California Revenue and Taxation Code Section 7280 permits California municipalities and counties to levy a transient occupancy tax for properties within their jurisdiction. Some properties may refer to the transient occupancy tax as a bed tax, hotel tax or TOT. A covered property is required to charge this tax to any guest who stays on the property for fewer than 31 days. The covered property must remit the collected amounts to the levying body. A county government may only levy the occupancy tax in its unincorporated areas.
Guests who pay to stay in hotels, motels and inns are subject to the transient occupancy tax. Guests who chose to stay in a hostel or tourist house are also subject to the transient occupancy tax.

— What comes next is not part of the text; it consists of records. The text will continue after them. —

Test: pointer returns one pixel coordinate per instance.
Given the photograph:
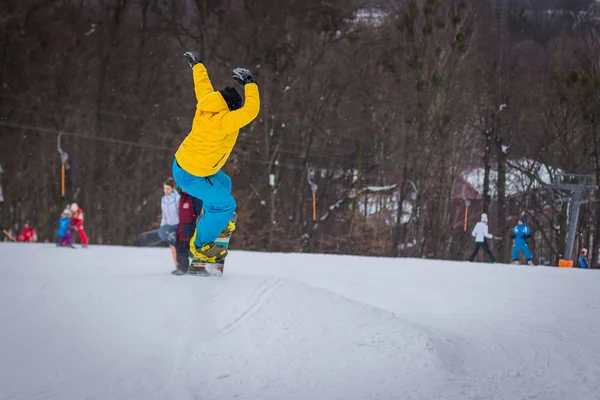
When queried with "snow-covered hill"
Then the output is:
(112, 323)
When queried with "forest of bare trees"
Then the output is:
(382, 107)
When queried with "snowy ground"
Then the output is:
(112, 323)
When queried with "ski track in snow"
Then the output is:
(112, 323)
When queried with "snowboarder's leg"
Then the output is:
(477, 246)
(218, 207)
(218, 203)
(486, 247)
(516, 250)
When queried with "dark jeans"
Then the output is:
(486, 247)
(182, 248)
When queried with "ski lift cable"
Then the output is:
(136, 144)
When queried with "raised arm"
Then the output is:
(202, 85)
(234, 120)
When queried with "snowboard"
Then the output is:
(213, 269)
(149, 238)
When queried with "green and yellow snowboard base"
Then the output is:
(211, 269)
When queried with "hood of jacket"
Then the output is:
(213, 102)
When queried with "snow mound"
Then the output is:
(112, 323)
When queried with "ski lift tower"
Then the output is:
(582, 191)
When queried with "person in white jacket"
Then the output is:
(481, 234)
(170, 213)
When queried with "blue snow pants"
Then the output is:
(521, 246)
(219, 204)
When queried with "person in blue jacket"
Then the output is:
(583, 261)
(64, 235)
(521, 233)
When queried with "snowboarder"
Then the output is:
(521, 232)
(199, 159)
(65, 238)
(190, 209)
(28, 235)
(481, 234)
(77, 223)
(583, 261)
(170, 215)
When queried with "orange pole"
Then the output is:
(62, 186)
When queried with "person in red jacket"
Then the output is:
(190, 209)
(77, 223)
(28, 235)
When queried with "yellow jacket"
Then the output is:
(215, 129)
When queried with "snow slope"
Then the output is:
(112, 323)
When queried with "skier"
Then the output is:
(28, 235)
(170, 215)
(64, 229)
(521, 233)
(583, 261)
(198, 161)
(481, 234)
(77, 223)
(190, 208)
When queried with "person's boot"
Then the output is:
(207, 253)
(230, 226)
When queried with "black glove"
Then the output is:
(192, 58)
(242, 76)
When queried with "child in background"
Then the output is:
(583, 261)
(77, 223)
(190, 208)
(28, 235)
(64, 232)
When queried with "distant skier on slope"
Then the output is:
(199, 159)
(521, 233)
(28, 235)
(77, 223)
(481, 234)
(65, 238)
(583, 260)
(169, 206)
(190, 209)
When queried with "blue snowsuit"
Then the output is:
(583, 263)
(521, 233)
(63, 225)
(215, 193)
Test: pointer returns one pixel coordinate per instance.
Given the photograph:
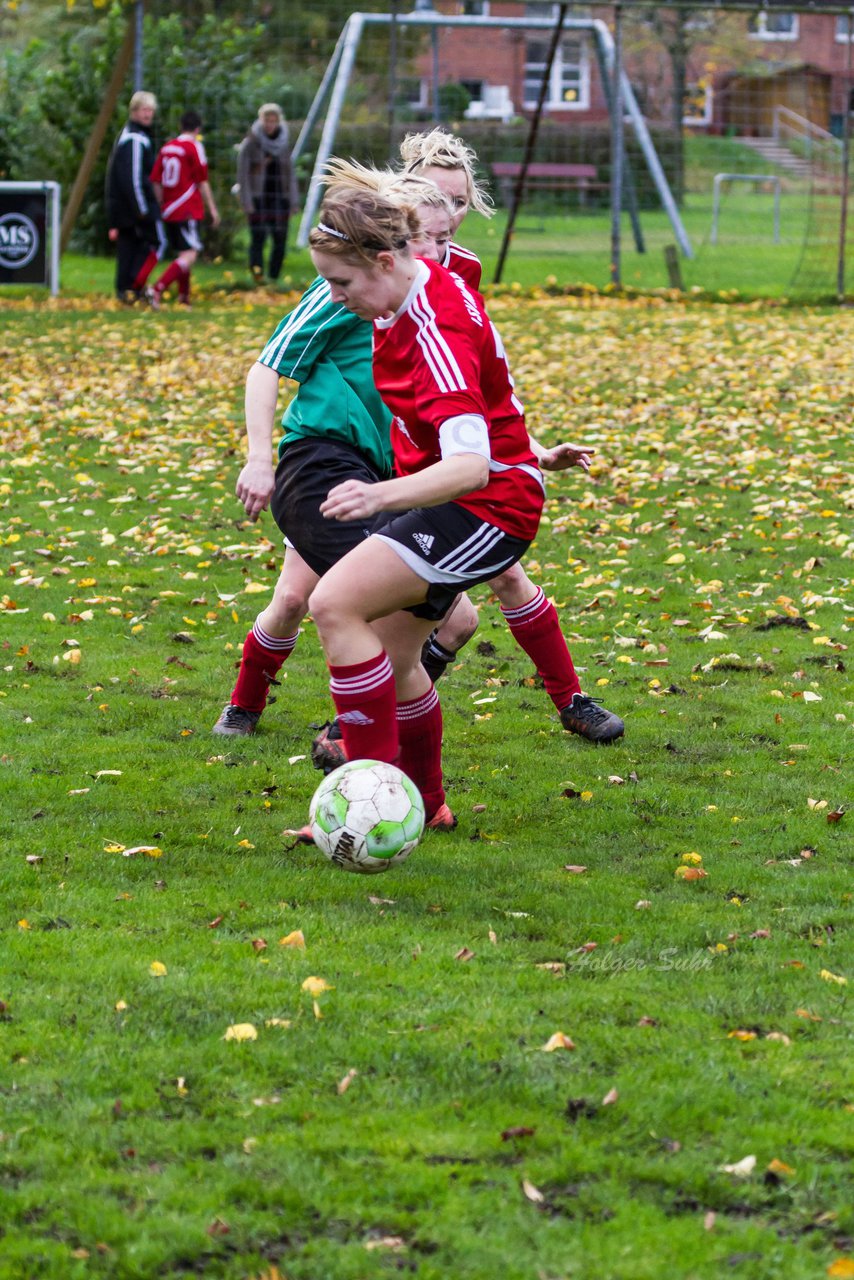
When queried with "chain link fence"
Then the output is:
(748, 114)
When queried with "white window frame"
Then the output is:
(555, 100)
(762, 32)
(423, 101)
(706, 117)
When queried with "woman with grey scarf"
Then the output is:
(266, 187)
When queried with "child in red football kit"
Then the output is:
(464, 504)
(531, 618)
(179, 178)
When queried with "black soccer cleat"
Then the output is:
(236, 722)
(589, 718)
(328, 748)
(435, 658)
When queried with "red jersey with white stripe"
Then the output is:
(439, 357)
(465, 264)
(179, 168)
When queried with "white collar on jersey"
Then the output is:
(421, 277)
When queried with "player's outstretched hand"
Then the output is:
(565, 456)
(351, 501)
(255, 485)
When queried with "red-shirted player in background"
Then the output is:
(533, 620)
(464, 504)
(179, 178)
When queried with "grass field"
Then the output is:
(406, 1112)
(574, 248)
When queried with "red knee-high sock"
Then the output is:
(365, 702)
(145, 270)
(419, 725)
(173, 273)
(263, 656)
(535, 627)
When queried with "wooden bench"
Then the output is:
(547, 176)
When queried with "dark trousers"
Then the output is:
(277, 228)
(132, 248)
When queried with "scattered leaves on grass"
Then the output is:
(557, 1041)
(393, 1243)
(834, 977)
(296, 938)
(519, 1130)
(315, 986)
(241, 1032)
(741, 1168)
(346, 1080)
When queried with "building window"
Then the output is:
(697, 109)
(569, 86)
(773, 26)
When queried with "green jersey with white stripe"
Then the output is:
(327, 350)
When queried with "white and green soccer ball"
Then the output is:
(366, 817)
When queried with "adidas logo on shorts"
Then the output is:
(424, 540)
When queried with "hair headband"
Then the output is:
(330, 231)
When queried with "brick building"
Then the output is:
(798, 60)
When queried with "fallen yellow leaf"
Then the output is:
(315, 986)
(834, 977)
(557, 1041)
(241, 1032)
(293, 940)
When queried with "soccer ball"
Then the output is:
(366, 817)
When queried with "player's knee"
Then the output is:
(514, 586)
(287, 608)
(322, 607)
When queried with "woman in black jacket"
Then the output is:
(266, 187)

Hostels offer dormitory-like accommodations, and tourist houses offer accommodations in a private, homelike setting. A visitor who parks his recreational vehicle or mobile home in a nonexempt recreational vehicle park or campground space will find that he is also subject to the transient occupancy tax.
The accommodations of a membership campground or a time-share property are exempt from the transient occupancy tax when the guest is an owner or a nonpaying guest of an owner. Local governments may not impose a transient occupancy tax upon a recreational vehicle park or mobile home campsite that is located in a state park. Camping facilities run by a county or municipality are exempt as well.

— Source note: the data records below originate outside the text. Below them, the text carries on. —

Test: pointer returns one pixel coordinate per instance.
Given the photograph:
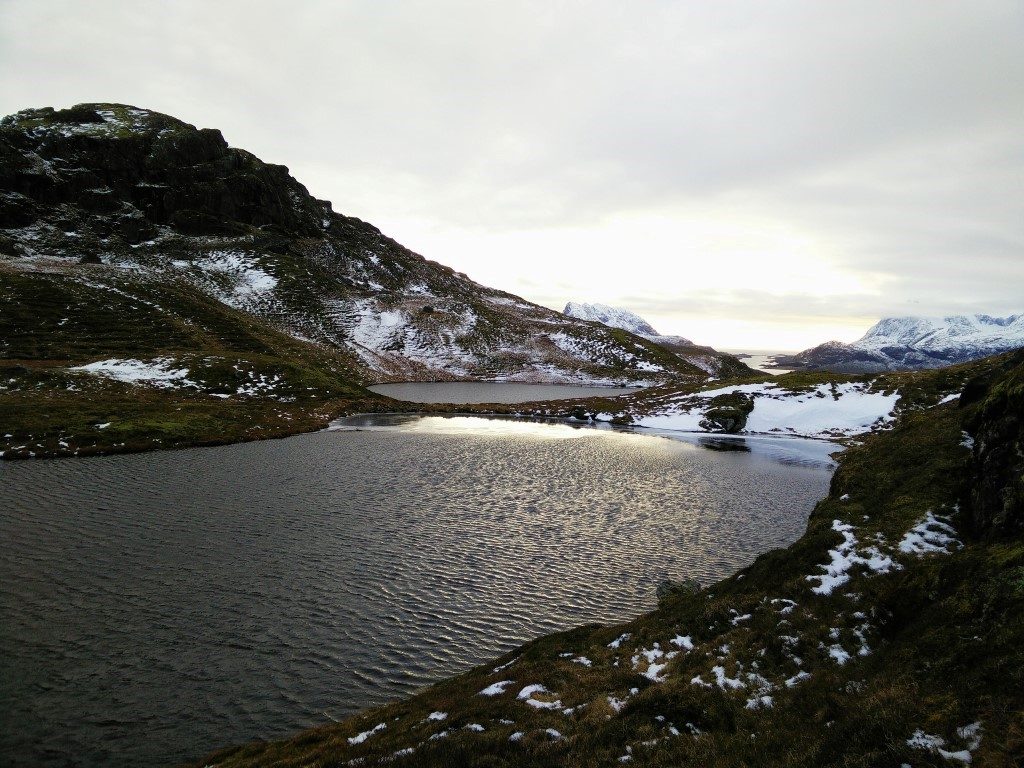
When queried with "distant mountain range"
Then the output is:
(610, 315)
(717, 364)
(910, 343)
(150, 219)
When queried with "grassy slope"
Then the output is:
(51, 322)
(945, 634)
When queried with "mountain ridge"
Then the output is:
(904, 343)
(144, 199)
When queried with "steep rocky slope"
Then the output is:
(912, 343)
(890, 634)
(127, 202)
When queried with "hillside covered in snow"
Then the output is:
(609, 315)
(113, 206)
(707, 358)
(910, 343)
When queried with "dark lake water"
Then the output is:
(481, 391)
(156, 606)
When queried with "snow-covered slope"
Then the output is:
(610, 315)
(133, 204)
(825, 411)
(906, 343)
(708, 359)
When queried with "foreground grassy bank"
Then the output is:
(890, 634)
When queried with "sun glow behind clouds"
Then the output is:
(697, 272)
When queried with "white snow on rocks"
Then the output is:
(249, 280)
(845, 557)
(826, 411)
(619, 641)
(970, 734)
(527, 693)
(496, 689)
(931, 535)
(682, 642)
(359, 738)
(160, 372)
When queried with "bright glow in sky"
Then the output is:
(742, 173)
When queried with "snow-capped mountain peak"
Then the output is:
(610, 315)
(906, 343)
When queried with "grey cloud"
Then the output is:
(892, 132)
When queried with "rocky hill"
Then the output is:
(912, 343)
(611, 316)
(707, 358)
(108, 205)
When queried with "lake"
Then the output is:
(156, 606)
(482, 391)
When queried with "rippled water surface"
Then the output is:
(159, 605)
(481, 391)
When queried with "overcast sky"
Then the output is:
(749, 174)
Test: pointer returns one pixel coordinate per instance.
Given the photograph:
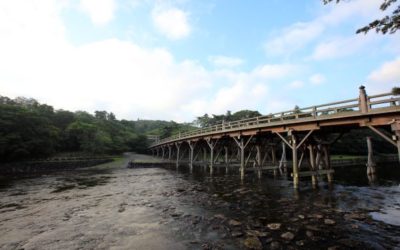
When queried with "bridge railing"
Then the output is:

Any guest who stays at a covered property for more than 30 days changes from the status of a transient occupant to that of a hotel resident, and he is no longer subject to the transient occupancy tax. Some levying bodies, such as the County of Los Angeles, will allow guests to designate their stay as exempt within the first 30 days. This is done by submitting an over-30-day exemption application form prior to the end of the first 30 days. The property operator must show his agreement by signing off on the over-30-day exemption application.
Each levying body has the right to exempt government workers who are traveling on official business. This includes employees of the federal government and its instrumentalities -- such as Amtrak or the American Red Cross, state or local government employees and foreign government employees. The government employee must present photo identification, proof of his status as a government employee and proof of the purpose for his stay. Acceptable travel support documents include his governmental travel orders, a check issued by the government employer for payment of the accommodations or use of the government employer’s credit card as payment.

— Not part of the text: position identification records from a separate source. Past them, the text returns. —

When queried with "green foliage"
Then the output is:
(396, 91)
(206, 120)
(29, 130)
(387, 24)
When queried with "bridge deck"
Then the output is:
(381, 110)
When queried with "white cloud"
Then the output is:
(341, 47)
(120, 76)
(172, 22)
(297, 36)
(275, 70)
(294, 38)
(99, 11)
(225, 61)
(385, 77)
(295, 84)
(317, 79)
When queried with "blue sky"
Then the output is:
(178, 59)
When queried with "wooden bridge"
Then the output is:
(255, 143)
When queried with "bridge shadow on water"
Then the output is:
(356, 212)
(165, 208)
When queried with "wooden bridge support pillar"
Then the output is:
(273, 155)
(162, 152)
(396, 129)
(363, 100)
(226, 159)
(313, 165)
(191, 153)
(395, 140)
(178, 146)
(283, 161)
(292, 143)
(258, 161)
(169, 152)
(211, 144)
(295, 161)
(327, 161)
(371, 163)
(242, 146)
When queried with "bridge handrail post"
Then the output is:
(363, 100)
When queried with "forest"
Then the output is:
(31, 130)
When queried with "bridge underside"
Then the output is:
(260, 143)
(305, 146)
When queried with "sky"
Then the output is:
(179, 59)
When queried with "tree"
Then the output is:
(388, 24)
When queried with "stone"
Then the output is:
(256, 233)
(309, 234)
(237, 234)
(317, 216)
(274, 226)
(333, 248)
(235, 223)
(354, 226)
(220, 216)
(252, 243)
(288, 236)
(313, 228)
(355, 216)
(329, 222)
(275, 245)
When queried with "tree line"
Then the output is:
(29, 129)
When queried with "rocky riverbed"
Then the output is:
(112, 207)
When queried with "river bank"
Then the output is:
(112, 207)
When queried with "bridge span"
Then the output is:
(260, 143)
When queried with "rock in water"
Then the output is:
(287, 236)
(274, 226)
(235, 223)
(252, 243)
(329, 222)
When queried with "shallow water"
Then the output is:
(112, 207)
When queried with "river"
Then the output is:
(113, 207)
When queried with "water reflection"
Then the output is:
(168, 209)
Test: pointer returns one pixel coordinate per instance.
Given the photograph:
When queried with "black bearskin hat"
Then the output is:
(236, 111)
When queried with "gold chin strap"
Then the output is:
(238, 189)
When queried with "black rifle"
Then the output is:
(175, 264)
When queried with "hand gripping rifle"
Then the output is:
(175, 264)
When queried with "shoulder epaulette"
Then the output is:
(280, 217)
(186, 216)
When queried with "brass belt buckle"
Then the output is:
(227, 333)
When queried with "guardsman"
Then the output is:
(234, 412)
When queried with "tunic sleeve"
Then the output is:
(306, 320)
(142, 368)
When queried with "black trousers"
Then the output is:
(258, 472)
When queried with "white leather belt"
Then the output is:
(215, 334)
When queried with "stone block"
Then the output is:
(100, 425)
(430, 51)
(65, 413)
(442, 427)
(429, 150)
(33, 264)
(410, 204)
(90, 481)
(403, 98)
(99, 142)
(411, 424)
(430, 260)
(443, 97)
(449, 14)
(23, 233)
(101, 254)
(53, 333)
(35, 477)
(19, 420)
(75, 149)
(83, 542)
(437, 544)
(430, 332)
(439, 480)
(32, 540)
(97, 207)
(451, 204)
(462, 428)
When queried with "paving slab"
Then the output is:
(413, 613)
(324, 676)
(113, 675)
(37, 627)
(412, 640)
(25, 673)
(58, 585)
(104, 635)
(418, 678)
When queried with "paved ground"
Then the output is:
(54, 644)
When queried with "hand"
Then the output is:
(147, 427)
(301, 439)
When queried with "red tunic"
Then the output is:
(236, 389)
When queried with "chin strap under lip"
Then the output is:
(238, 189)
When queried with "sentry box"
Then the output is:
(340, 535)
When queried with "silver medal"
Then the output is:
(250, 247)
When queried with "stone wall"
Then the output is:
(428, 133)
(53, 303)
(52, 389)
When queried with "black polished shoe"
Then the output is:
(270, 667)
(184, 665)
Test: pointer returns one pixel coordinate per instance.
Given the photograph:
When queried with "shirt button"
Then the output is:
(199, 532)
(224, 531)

A pending buyer has the right to request a tax clearance certificate from the covered property’s tax levying body. The certificate provides the amount of transient occupancy tax that is due and unpaid. If the seller does not resolve the unpaid balance prior to the close of the sale, the buyer may have the escrow instructions modified to set aside a portion of the purchase amount to satisfy the seller’s outstanding transient occupancy tax liability.